Investigador da UMinho nega ter recebido verbas comunitárias para estudo que não concluiu

Investigador da UMinho nega ter recebido verbas comunitárias para estudo que não concluiu

O investigador da Universidade do Minho, José António Teixeira garantiu, esta manhã, em Barcelos, ao Tribunal de Braga que o trabalho científico que lhe foi encomendado pela empresa Yeastwine - Wine Solutions, Lda, que tinha como um dos sócios o empresário António Marques, ex-presidente da extinta Associação Industrial do Minho, foi totalmente executado e entregue. Negando, assim, o teor de acusação, segundo a qual o estudo nunca foi terminado.

O diretor do Departamento de Engenharia Biológica, que é arguido no megaprocesso da AIMinho (Associação Industrial do Minho), cujo julgamento está a decorrer em Barcelos, salientou que o estudo abrangia a área das leveduras, que é relevante em termos mundiais para o setor vitivinícola: "pretendia-se criar uma levedura com aplicação relevante para o setor e que interessava a muitas empresas, a nível nacional e internacional", explicou.

O investigador, um dos cientistas mais relevantes a nível mundial na área da Engenharia Biológica (com artigos citados 20 175 vezes) deu, a seguir explicações sobre o contrato e a forma como foi executado, tendo também respondido às dúvidas do Ministério Público sobre o tempo e o modo em que os serviços contratados foram faturados.

A acusação diz que, para criar a convicção de seriedade do projeto da empresa, António Marques, utilizou, por um lado, o conhecimento técnico da também arguida Isabel Araújo, mas também a credibilidade académica da Universidade do Minho", através de um protocolo com os departamentos de Biologia e de Engenharia Biológica de 55 300 euros.

A Yeastwine apresentou, então, uma candidatura a apoios europeus, que obteve um incentivo de 247 mil euros, correspondendo à taxa de 74,03% de comparticipação. Para tal, "fez uso do chapéu institucional e do crédito académico" da UMinho.

A investigação concluiu que os professores José Teixeira e Margarida Casal, esta a chefiar o Departamento de Biologia, não efetuaram qualquer trabalho para o projeto, tendo recebido parte das verbas, e permitiram que a Yeastwine retirasse material dos laboratórios. E terão violado as regras internas de faturação. O que José António Teixeira nega, até porque o estudo foi concluído.
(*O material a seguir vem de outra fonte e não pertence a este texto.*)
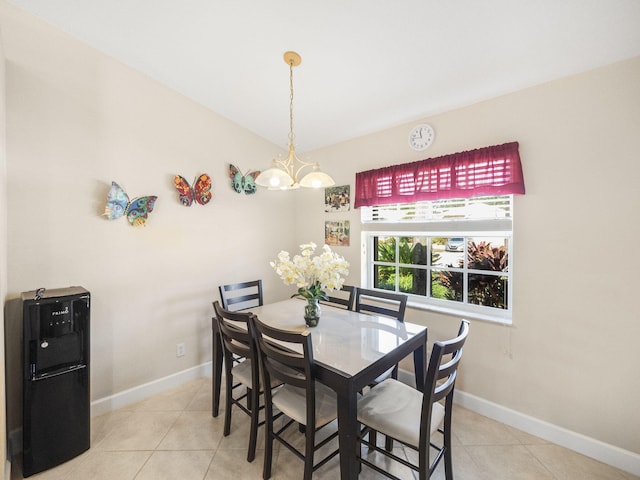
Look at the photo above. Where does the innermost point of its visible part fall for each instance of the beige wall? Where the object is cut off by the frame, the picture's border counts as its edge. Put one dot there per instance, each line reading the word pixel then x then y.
pixel 77 120
pixel 571 356
pixel 3 252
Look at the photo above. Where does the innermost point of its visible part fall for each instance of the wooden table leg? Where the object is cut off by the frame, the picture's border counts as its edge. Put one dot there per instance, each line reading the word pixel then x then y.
pixel 420 366
pixel 348 433
pixel 216 366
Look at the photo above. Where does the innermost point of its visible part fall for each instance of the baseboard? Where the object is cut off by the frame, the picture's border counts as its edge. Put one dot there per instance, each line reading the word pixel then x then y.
pixel 603 452
pixel 140 392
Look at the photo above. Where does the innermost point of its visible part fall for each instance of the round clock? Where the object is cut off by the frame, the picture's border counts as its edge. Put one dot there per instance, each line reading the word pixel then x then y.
pixel 421 136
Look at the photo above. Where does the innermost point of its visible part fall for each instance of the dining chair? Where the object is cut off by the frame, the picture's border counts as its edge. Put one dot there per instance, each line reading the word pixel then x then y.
pixel 241 370
pixel 301 399
pixel 381 302
pixel 392 408
pixel 240 296
pixel 344 300
pixel 387 304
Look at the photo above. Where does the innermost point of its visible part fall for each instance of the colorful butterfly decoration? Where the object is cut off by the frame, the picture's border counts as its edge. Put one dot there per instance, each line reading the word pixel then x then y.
pixel 136 210
pixel 200 191
pixel 243 183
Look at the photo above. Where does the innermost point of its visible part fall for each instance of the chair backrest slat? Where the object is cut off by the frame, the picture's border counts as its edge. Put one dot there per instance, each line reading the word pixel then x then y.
pixel 388 304
pixel 235 340
pixel 237 296
pixel 282 363
pixel 347 302
pixel 441 377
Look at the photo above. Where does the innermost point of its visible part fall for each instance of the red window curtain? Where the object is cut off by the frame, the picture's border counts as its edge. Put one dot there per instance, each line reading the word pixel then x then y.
pixel 485 171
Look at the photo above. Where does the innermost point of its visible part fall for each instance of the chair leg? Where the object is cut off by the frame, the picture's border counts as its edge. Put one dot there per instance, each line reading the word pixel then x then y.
pixel 228 404
pixel 309 449
pixel 268 443
pixel 388 444
pixel 373 438
pixel 253 434
pixel 249 399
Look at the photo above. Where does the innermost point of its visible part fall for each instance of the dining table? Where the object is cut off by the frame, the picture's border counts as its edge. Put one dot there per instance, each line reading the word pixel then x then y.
pixel 351 350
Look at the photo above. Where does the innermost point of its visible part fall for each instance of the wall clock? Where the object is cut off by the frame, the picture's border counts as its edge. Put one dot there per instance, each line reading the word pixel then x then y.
pixel 421 137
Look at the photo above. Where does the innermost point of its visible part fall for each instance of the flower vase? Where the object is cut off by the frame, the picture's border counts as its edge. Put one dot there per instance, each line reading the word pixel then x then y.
pixel 312 312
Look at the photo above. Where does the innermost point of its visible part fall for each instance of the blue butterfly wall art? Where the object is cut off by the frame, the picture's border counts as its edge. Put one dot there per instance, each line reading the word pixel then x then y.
pixel 243 183
pixel 200 191
pixel 118 205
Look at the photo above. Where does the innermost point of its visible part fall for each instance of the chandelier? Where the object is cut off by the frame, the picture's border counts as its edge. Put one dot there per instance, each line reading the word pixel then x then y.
pixel 284 173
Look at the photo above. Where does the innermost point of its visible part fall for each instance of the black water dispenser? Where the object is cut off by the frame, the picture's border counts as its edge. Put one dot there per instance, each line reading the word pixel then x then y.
pixel 56 408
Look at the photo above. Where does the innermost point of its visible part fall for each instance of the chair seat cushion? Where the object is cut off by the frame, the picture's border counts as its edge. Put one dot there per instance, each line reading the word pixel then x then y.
pixel 394 408
pixel 292 402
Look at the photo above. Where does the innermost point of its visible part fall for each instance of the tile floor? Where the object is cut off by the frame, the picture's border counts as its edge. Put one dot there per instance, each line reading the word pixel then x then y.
pixel 173 436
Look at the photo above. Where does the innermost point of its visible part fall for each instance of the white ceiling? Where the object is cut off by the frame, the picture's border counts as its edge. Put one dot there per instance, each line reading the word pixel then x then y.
pixel 366 65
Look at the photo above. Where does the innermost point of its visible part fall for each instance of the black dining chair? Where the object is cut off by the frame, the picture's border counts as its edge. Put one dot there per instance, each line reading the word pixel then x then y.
pixel 344 298
pixel 381 302
pixel 387 304
pixel 393 408
pixel 240 296
pixel 301 399
pixel 241 370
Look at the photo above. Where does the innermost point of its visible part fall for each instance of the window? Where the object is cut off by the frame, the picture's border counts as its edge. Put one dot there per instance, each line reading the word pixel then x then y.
pixel 447 255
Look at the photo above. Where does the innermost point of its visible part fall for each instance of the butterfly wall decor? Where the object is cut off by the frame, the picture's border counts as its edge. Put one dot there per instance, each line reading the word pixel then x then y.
pixel 118 205
pixel 200 191
pixel 243 183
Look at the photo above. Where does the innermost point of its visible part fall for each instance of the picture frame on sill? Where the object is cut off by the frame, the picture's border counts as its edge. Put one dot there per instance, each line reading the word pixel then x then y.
pixel 337 199
pixel 337 233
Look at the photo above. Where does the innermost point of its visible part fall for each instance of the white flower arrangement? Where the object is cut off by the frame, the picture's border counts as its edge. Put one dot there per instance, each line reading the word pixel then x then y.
pixel 312 275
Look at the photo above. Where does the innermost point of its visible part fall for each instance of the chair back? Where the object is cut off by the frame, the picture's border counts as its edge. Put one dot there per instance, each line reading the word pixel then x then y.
pixel 388 304
pixel 236 341
pixel 280 359
pixel 239 296
pixel 345 301
pixel 441 377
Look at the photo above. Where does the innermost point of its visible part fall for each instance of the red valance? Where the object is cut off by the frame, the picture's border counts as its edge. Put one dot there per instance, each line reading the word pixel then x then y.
pixel 482 172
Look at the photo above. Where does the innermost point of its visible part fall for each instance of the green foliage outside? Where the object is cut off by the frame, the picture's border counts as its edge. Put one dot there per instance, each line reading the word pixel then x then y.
pixel 487 290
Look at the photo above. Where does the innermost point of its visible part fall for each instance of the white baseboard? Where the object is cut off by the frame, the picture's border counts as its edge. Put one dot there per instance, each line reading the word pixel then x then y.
pixel 124 398
pixel 603 452
pixel 135 394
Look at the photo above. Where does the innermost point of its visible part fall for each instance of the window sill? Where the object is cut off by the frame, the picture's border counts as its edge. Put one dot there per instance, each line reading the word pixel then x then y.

Na sessão anterior, António Marques refutou que tenha havido qualquer apreensão indevida de fundos europeus e disse que a firma foi criada para fazer investigação na área das leveduras, dirigida às empresas do ramo vinícola. Justificou o acordo com aqueles departamentos da UMinho com o facto de estarem a produzir investigação aplicada sobre a matéria, a qual iria ser vertida numa plataforma própria para ser usada por empresas do ramo. E que poderia ter impacto no setor dos vinhos a nível mundial.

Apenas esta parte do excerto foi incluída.